No Ideas? You're Not Alone
If you're in a group, you'll have a better shot at being creative
Payoffs. Some managers are also trying to inspire employee creativity the old-fashioned way. Gary Carini, a professor of management at Baylor University's Hankamer School of Business, found that companies that offer financial rewards for business ideas have seen worker "idea outputs" increase by up to 40 percent. At Interminds, a San Francisco consulting firm, employees who come up with ideas that save the company money are awarded half of the first year's savings. An executive assistant earning $38,000 a year recently devised a way to automate the system for tracking field reps and was awarded a $152,000 bonus. "Every single employee has ideas," Carini says. "We say let's get these folks eyeball to eyeball in groups and create an atmosphere that says ideas are good and you're going to be rewarded for them."

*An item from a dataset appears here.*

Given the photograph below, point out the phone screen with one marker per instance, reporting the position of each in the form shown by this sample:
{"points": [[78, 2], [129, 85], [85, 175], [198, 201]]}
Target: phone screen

Not everyone is convinced dangling bonuses in front of workers is the best way to inspire collaboration. "It won't work in the long run," Florida says. He believes employees will learn that hoarding ideas for personal gain is the fastest way to a quick buck. (Wait, isn't that the American way?) For purists who support collaboration for collaboration's sake, bottom-up innovation isn't something managers can do piecemeal. Employees in the future will either be empowered or they won't. Whether managers think they can compete without creative workers, of course, is up to them.